Training for the Trace

I spent my first year in WNC exploring more than 3,000 miles of backcountry. From Deep Creek to Bent Creek, I ran single track in cove forests, cycled car-free Forest Service roads, and hiked along the folds and ridges of the Smokies. One of my most adventurous solo excursions included a half-day ramble down Coffee Pot Mountain along the Trace Ridge Trail. Now, nearly a decade later, this Xpress staffer finds himself coerced into racing that same meandering, stream-hoppin’ foot trail, which traverses the North Mills River area of Henderson County in Pisgah National Forest.

Traditionally, the Trace Ridge Trail Race has been the opening act of the three-day Mountain Sports Festival (this year’s edition is scheduled for June 6-8). Last year, I canoed with partner Lani Anderson in the festival’s French Broad River Challenge (sponsored by RiverLink). This year, I’ve decided to expand my MSF repertoire, running the 9.3-mile footrace on Friday, then hopping up on Saturday morning to paddle 16 miles of flat water on the French Broad.

Fortunately, I still have more than four months to jump-start my training, whip myself back into shape and, hopefully, run a respectable time come June. To that end, I met with my friend/training partner Red Smith last month; together we mapped out a training path that has success written all over it. Our multilayered workout schedule includes several components that others might find helpful in pursuing their own quest to tackle the Trace.

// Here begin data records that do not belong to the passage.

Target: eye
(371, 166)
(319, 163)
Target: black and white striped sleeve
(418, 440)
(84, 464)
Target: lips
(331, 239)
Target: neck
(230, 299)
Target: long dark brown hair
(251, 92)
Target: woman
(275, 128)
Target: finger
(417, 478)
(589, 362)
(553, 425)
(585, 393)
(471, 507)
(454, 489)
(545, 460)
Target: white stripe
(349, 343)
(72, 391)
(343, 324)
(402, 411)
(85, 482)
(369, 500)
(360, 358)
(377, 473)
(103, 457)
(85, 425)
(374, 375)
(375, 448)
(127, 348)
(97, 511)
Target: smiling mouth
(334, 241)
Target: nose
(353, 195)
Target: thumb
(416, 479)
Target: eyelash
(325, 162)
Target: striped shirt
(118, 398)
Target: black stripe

We’ve included plenty of variety in our training bag of tricks: hills, speed, rest, long runs and a few time trials. And if anybody out there is interested in tagging along, grab a pencil and a calendar and come join the fun (see contact info below).

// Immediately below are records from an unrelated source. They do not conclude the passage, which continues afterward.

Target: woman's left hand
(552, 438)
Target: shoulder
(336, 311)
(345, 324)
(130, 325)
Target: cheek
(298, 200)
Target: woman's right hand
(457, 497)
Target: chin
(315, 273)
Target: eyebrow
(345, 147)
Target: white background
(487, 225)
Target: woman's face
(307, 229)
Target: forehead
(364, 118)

One unusual feature of our training schedule is that it follows an 11-day cycle, instead of the more typical Sunday-through-Saturday routine. Smith began crafting our training plan by targeting the actual race date (June 6), then working backward. After carefully calculating how much time we had to train (4 months), he divided those 122 days into 11 sections of defined workouts.

We’ve opted for a three-stage training program beginning with a conditioning period. In the second stage, we’ll gradually transition into hills and speed. Then, in the final month, we’ll ratchet up the intensity while decreasing the duration. In other words, we plan to focus on quality rather than quantity. Sounds pretty simple — now all we have to do is fill in a few blanks, train like maniacs, and the rest is gravy.

Wavy Gravy

Taking a cue from those climbers who creatively tag their first ascents with names like Rockwork Orange, Beam Me Up Scotty and Numb Hypothesis, I’ve decided to give our target race a more descriptive title. “Wavy” refers to the 12 stream crossings runners must negotiate during the first three miles. The long, downhill finish is a bit of “gravy,” compliments of course designers. And the famed Merry Prankster would undoubtedly have liked the six-mile “dose” of hills that’s thrown in just for the fun of it.

Two-time Olympic marathon-trials competitor Randy Ashley has mixed feelings about previewing the course. “First of all, who wants to tackle a trail run where you’re getting soaking wet the first mile into the run?” he said with a chuckle. This time of year, Ashley reports, the swollen streams may involve several waist-deep crossings. The best bet, he says, is to wait until at least April (or maybe May) to scout out the route.

Ultimately, Ashley says he was glad he ran a section of the trail before last year’s event. It gave him some respect, he says, for the “technical” single track and the “formidable” climb around mile eight. Ashley (who also directed the inaugural Tortoise & Hare 5K event in last year’s festival) finished second, behind Black Mountain resident Thomas Cason.

Base training

During February, Smith and I have scheduled two long runs. We’ve carefully orchestrated a 10-day recovery period that enables us to tack an extra five to 10 minutes onto each consecutive long run. Our goal is to gradually build up our long runs to two hours and 45 minutes.

The beauty of the 11-day cycle is the wide time margin it provides — giving us more room to squeeze in hill workouts and long runs without compromising rest days. Our hill workouts will start out conservatively, with roughly six to 10 hills of varying grades and distances. We’ll choose hills that mimic the actual racing conditions — long, gradual grades with a few short, steep hills thrown in for good measure. Shorter hills help runners maintain good form while ascending challenging inclines. Most runners tend to run hills that are so steep that they begin to lose their natural running form or can’t complete the scheduled workout.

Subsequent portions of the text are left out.